What have I even been up? Working from home, spoiling my dog, reading, trendspotting, discovering that I feel like I did when I lived in Huntsville, TX. I felt like I had so many stories and experiences to share but nowhere to do it so I started a blog.
Today everyone is a content creator and I'm trying everything I can to not point at words to music... but it kind of looks like fun. I miss this.
I MISSED THIS:
Tausha reminded me what I love and miss so much- being in a room of boss bitches with something in common. I love when anyone has a side hustle, and for us all to be women who love kicks, *chef's kiss*
I feel like there is still a void in the world for what I do. There was a while where I was like , "I don't think the internet needs me." I don't think I care about that anymore.
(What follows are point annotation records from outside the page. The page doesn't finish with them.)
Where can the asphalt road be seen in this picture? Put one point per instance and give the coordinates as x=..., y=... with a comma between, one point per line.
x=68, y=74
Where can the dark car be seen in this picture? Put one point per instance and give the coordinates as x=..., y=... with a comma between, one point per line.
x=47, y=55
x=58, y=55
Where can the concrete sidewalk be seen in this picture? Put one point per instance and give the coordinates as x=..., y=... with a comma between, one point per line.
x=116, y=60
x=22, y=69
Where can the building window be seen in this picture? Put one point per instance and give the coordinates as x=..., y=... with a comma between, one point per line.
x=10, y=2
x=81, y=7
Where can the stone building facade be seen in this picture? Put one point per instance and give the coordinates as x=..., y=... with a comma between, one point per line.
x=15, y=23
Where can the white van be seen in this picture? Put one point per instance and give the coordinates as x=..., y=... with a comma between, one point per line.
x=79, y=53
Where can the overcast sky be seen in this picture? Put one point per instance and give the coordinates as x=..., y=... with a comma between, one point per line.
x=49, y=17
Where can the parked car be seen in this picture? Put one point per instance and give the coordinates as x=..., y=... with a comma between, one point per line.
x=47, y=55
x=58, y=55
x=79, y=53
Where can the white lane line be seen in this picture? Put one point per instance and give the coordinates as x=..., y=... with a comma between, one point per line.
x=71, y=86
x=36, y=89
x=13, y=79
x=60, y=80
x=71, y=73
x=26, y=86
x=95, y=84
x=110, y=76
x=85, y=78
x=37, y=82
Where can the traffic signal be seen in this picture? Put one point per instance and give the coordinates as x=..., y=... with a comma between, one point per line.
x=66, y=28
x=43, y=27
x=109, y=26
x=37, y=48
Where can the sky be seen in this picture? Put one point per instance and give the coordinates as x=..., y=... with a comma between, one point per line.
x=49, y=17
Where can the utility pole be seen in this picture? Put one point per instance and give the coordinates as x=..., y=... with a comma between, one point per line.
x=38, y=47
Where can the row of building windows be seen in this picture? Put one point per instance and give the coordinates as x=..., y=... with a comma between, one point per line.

I just want to share what I like in one place, for me... again. So many times do I just do back to my blog to share a memory I regret not really having that for one of the most pivotable periods of my life.
So a few things. I stopped blogging because I was going through A LOT. I also still felt different when I was doing it. It wasn't as fun for a moment. I I felt like people I worked with thought it was kind of a joke, and I was embarrassed for the first time ever. It didn't help that this city was foreign and I wasn't sure what to write about.
But it's me: I'm the main character.
I am a black/asian woman beating down the sneaker block and I never talked about it. I never shared how to navigate, the sexism, the racism-- even the idea all skinfolk ain't kinfolk. For the last 2 years in person it's been a mission to in person show representation/ host events/ have conversations... I always talk about access but I limited myself and possibly others by not writing.
So I am here on that "devote the next 6 months to your dreams" meme.